Europe’s stock markets slid on Thursday in response to Spain’s escalating political crisis, while investors awaited the start of an EU summit where Brexit will once again be the focus of attention.
In midday deals, Spain’s IBEX 35 index was down 0.9 percent compared with Wednesday’s closing level.
The euro rose versus the dollar on the 30th anniversary of Black Monday — that “saw the largest single-day decline seen in US stocks in their history” on October 19, 1987, recalled David Cheetham, chief market analyst at traders XTB.
On Thursday, European stock markets were “firmly on the back foot as a raft of company report earnings missed expectations, while investors await the next steps with respect to the constitutional crisis in Spain and today’s EU summit in Brussels”, noted Michael Hewson, chief market analyst at CMC Markets UK.
Spain said it would press ahead with suspending Catalonia’s autonomy after the region’s leader warned he may declare independence, heralding an unprecedented escalation of the country’s worst political crisis in decades.
The prolonged uncertainty is taking a toll on one of Spain’s most important regional economies.
More than 800 companies have moved their legal headquarters out of Catalonia, citing the risk of instability.
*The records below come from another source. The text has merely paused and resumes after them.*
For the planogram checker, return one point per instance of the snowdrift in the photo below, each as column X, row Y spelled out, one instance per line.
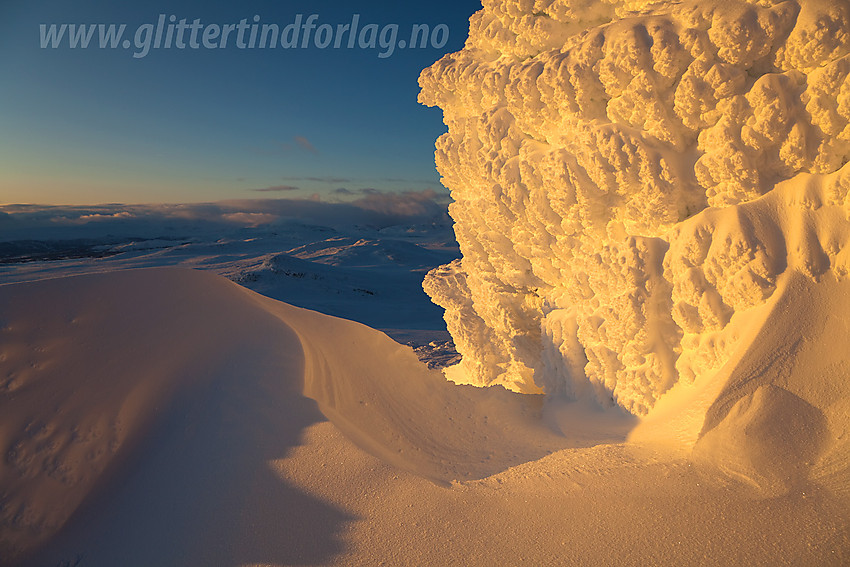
column 199, row 382
column 171, row 417
column 630, row 178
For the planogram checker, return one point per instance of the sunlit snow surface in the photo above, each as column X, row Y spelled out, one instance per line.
column 628, row 177
column 338, row 259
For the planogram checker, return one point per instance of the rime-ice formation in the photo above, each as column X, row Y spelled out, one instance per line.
column 629, row 175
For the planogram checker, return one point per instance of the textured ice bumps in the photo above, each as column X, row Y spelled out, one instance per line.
column 601, row 156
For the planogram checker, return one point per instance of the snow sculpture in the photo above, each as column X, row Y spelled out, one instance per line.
column 619, row 171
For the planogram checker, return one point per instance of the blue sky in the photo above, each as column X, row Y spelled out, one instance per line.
column 84, row 126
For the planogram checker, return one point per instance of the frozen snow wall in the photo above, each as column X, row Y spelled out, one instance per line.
column 609, row 163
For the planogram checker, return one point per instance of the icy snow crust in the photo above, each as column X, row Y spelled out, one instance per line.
column 628, row 176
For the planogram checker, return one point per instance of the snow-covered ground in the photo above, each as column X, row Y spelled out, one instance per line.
column 171, row 417
column 651, row 200
column 338, row 259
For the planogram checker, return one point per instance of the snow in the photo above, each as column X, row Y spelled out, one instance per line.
column 187, row 420
column 616, row 169
column 652, row 202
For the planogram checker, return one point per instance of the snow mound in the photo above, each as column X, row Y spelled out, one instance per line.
column 628, row 177
column 177, row 388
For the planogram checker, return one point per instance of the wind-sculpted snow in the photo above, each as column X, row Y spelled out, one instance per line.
column 617, row 171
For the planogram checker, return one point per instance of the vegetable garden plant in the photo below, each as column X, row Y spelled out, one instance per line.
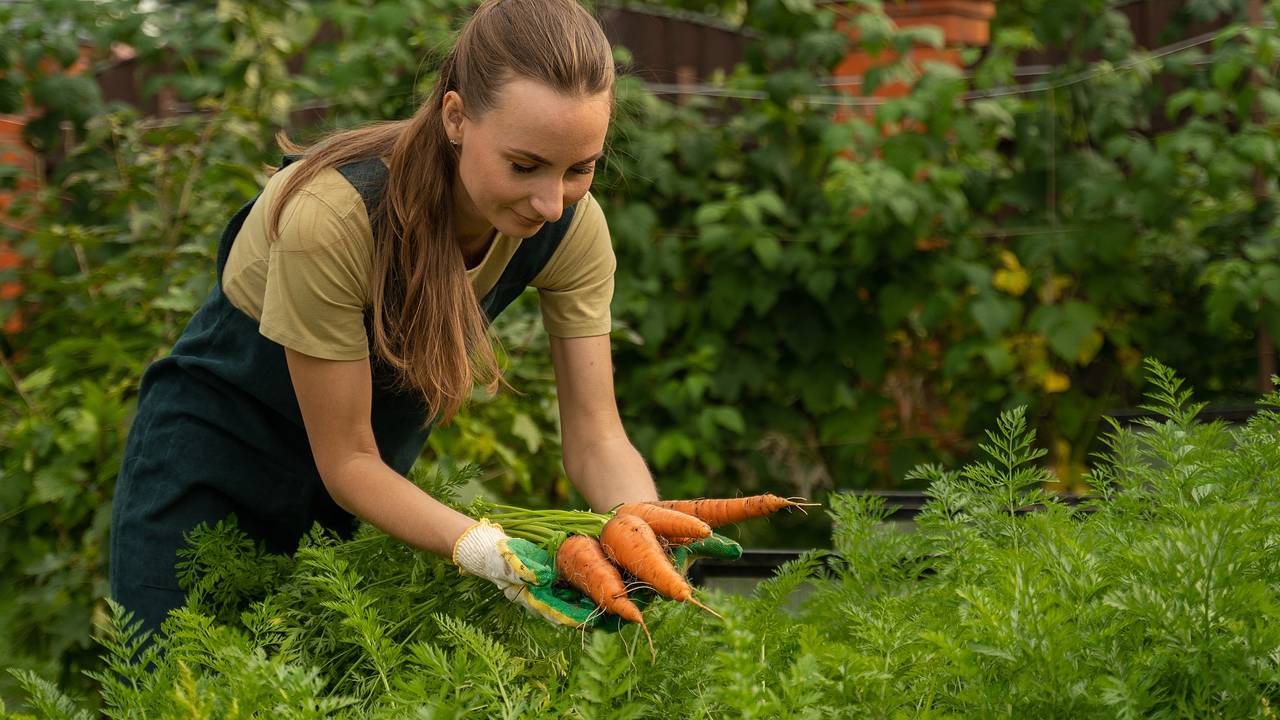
column 1160, row 597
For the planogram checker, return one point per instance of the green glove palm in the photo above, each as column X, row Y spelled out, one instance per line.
column 522, row 572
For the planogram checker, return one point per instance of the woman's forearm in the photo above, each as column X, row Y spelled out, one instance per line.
column 370, row 490
column 609, row 472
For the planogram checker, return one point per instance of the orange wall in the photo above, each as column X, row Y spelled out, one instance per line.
column 964, row 23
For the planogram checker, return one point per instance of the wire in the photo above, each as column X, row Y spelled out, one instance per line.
column 1028, row 89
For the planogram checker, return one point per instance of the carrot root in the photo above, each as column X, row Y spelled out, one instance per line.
column 728, row 510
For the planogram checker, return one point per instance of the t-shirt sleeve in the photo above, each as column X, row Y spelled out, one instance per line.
column 318, row 279
column 576, row 286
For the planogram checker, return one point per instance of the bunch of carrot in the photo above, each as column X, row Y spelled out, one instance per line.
column 595, row 548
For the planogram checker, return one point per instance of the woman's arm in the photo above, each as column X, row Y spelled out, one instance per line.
column 599, row 459
column 336, row 400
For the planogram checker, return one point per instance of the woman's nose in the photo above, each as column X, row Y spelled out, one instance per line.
column 549, row 201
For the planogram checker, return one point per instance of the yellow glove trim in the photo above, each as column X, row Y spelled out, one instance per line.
column 481, row 523
column 517, row 564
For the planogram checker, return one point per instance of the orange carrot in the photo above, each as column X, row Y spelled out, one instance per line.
column 630, row 542
column 581, row 563
column 667, row 523
column 726, row 511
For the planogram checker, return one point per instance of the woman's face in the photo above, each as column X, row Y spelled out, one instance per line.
column 526, row 159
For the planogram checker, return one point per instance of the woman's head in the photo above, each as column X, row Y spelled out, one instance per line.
column 528, row 110
column 526, row 92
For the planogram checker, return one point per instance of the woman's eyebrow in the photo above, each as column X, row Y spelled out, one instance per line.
column 538, row 158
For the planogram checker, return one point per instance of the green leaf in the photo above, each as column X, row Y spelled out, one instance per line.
column 672, row 445
column 1066, row 327
column 768, row 250
column 995, row 314
column 524, row 428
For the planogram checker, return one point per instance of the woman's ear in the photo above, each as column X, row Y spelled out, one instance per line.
column 452, row 115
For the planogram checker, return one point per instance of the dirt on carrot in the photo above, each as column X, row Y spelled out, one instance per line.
column 726, row 511
column 583, row 564
column 630, row 542
column 664, row 522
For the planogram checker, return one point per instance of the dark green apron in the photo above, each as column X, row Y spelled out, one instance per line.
column 218, row 431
The national government has cut its growth forecast for next year to 2.3 percent, blaming the current crisis.
Brussels warns on Brexit
Traders were looking also to Brussels, as EU President Donald Tusk warned Britain not to expect any breakthrough in Brexit negotiations at a European summit starting Thursday, saying London needed to come up with more concrete proposals.
Leaders of the other 27 EU members meeting in Brussels through to Friday are set to postpone until at least December a decision on whether enough progress has been made in talks to move on to discussing Britain and the EU’s future relationship.